SAN FRANCISCO (AP) – Police may enter Californians’ homes without warrants to arrest those suspected of driving under the influence, the California Supreme Court ruled Thursday in a case testing the scope of the Fourth Amendment right to be free from unreasonable searches and seizures.

The 6-1 decision follows similar rulings in about a dozen other states. A dissenting justice said the majority handed authorities a “free pass” to unlawfully enter private homes and arrest people without warrants.

Under the Fourth Amendment, authorities are prohibited from entering a home and making an arrest without a warrant unless so-called “exigent” circumstances are present. Those include “hot pursuit” of a fleeing felon, imminent destruction of evidence and the risk of danger to the police or other persons inside or outside of a house, among others.

In this case, Justice Marvin Baxter wrote that the loss of evidence at issue was obtaining a measurement of the suspect’s blood-alcohol level.
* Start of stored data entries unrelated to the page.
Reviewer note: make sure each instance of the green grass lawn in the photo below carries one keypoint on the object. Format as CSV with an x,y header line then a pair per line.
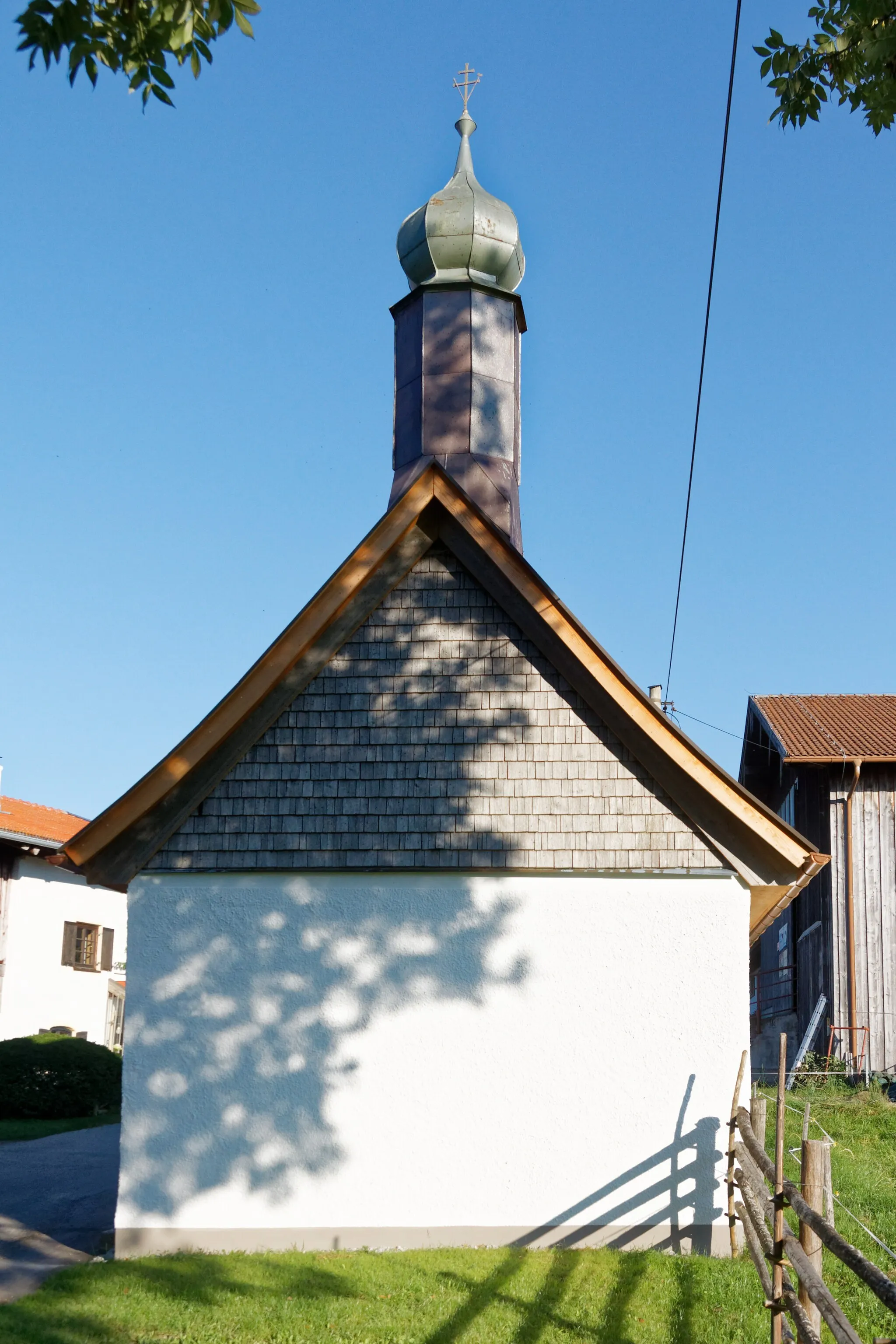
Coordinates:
x,y
476,1296
14,1131
401,1298
863,1169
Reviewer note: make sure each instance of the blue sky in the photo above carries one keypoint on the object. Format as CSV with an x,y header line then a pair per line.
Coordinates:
x,y
196,358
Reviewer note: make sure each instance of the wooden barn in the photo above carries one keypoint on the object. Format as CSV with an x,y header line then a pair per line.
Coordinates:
x,y
826,764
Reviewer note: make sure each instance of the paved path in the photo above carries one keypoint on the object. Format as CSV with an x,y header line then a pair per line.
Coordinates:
x,y
57,1203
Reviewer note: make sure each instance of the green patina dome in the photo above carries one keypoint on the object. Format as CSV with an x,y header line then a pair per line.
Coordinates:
x,y
462,233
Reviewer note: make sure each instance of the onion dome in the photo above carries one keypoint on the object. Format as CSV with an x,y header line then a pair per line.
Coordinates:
x,y
462,233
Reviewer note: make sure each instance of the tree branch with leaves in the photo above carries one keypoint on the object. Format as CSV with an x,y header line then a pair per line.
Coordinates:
x,y
133,37
852,56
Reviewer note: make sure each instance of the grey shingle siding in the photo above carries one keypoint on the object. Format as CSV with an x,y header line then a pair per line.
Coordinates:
x,y
437,737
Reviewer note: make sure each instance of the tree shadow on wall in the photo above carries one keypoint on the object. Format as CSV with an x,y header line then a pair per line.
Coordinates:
x,y
248,1002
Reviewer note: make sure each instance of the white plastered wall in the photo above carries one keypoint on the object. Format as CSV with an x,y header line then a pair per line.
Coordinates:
x,y
38,991
412,1060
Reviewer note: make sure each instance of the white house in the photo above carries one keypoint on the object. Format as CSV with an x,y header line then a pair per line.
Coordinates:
x,y
62,940
440,927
Baxter added that a contrary ruling would allow “the corruption of evidence that occurs when the suspect takes advantage of any delay to ingest more alcohol – or to claim to have done so – or when the suspect evades police capture until he or she is no longer intoxicated.”

Baxter and the majority was cautious in saying the decision would not give police carte blanche powers.

“In holding that exigent circumstances justified the warrantless entry here, we need not decide, and do not hold, that the police may enter a home without a warrant to effect an arrest of a DUI suspect in every case,” Baxter wrote.

In dissent, Justice Kathryn Mickle Werdegar said the majority was fooling itself. There is “always” the possibility that a suspect might destroy evidence, especially in drug and bookmaking cases in which officers routinely obtain warrants to search and make arrests, she said.

The case concerned the 2003 Santa Barbara arrest of Daniel Thompson, whom a neighbor suspected was driving drunk and notified authorities. They found a parked car matching the description the neighbor provided and went to the front door of the adjoining residence during a summer evening.

The door was open and a woman said the car’s driver was asleep. Moments later, Thompson walked by the officers and they entered the house and arrested him. The neighbor confirmed it was the person she suspected of driving intoxicated and throwing an empty vodka bottle out the car door.

Thompson’s blood-alcohol level was 0.21, almost three times the legal limit for driving. He was convicted and handed a three-year suspended sentence. He appealed.

A state court of appeal tossed the conviction, saying Thompson’s constitutional rights were violated. The Supreme Court reversed, saying the lower court misapplied search-and-seizure precedent.

Santa Barbara County prosecutor Gerald McC. Franklin said the decision means there is no “absolute bar into entering a house without a warrant for the purpose of arresting somebody for driving under the influence of alcohol.”

Thompson’s attorney, Richard B. Lennon of Los Angeles, was not immediately available for comment.